Weiter haben wir Linken im Bundesparlament erreicht, dass die Patentbox und die Abzüge für Forschung und Entwicklung enger gefasst werden. Die Patentbox fokussiert auf in der Schweiz entwickelte Patente. Die blosse Entwicklung von Software ist nicht mehr abziehbar. Und im Bereich Forschung und Entwicklung können fast nur noch Personalkosten abgezogen werden. Auch das ist entwicklungspolitisch richtig. Lieber Investitionen in Innovation und Jobs von den Steuern befreien als billige Buchhaltungstricks. Und auch das bringt Mehreinnahmen gegenüber der USRIII. Leider kann diese niemand beziffern. Sie dürften aber riesig sein.

Weiter werden die Abzüge stärker gedeckelt. Alle Unternehmen müssen mindestens 30 % ihrer Gewinne zum vollen Steuersatz besteuern. Egal wie viele Abzüge sie geltend machen können. Die USR III wollte nur 20 %. Und schliesslich haben wir es geschafft, dass die Kantone die zusätzlichen Bundesgelder zwingend an die Gemeinden weitergeben müssen. Wer vor diesem Hintergrund behauptet, das sei alter Wein in neuen Schläuchen, macht sich unglaubwürdig.

Reiche zur Kasse gebeten

Die genannten Korrekturen der Unternehmensbesteuerung und die Abschaffung der Sonderbesteuerung ausländischer Gewinne führen dazu, dass Grosskonzerne und Grossaktionäre erstmals seit Jahrzehnten wieder mehr Steuern bezahlen müssen. Rechnet man Bund und Kantone zusammen, werden die bisher bevorzugten Grosskonzerne über 2 Milliarden Franken mehr Steuern zahlen. Die Bundeskasse profitiert ganz klar davon.

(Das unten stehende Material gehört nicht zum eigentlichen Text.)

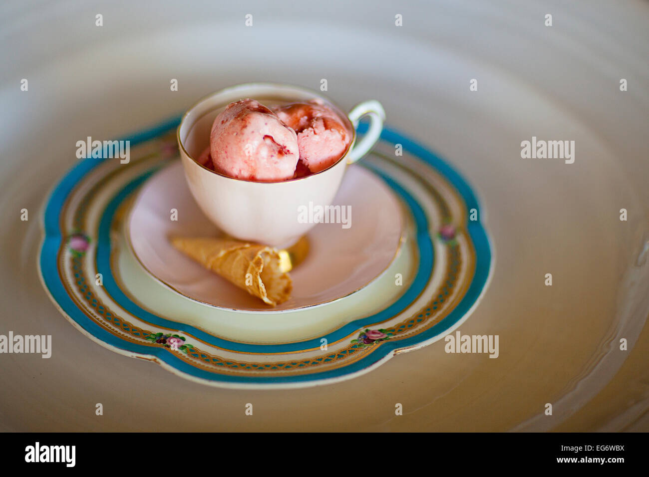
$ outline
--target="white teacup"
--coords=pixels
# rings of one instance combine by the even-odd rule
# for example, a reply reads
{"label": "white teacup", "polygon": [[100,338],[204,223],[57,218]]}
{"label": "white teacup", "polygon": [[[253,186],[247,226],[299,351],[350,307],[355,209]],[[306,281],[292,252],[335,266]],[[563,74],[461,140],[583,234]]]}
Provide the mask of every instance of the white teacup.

Dass in einigen Kantonen trotzdem mit Mindereinnahmen gerechnet wird, hat nichts mit der STAF zu tun, sondern mit den kantonalen Umsetzungsplänen. Denn die Bundesvorlage, über die wir am 19. Mai abstimmen, senkt keine Steuersätze. Ein Nein würde die Finanzen dieser Kantone nicht verbessern. Im Gegenteil, die Kantone würden gesamthaft eine Milliarde Franken verlieren, weil die höhere Beteiligung an den Steuereinnahmen des Bundes wegfiele.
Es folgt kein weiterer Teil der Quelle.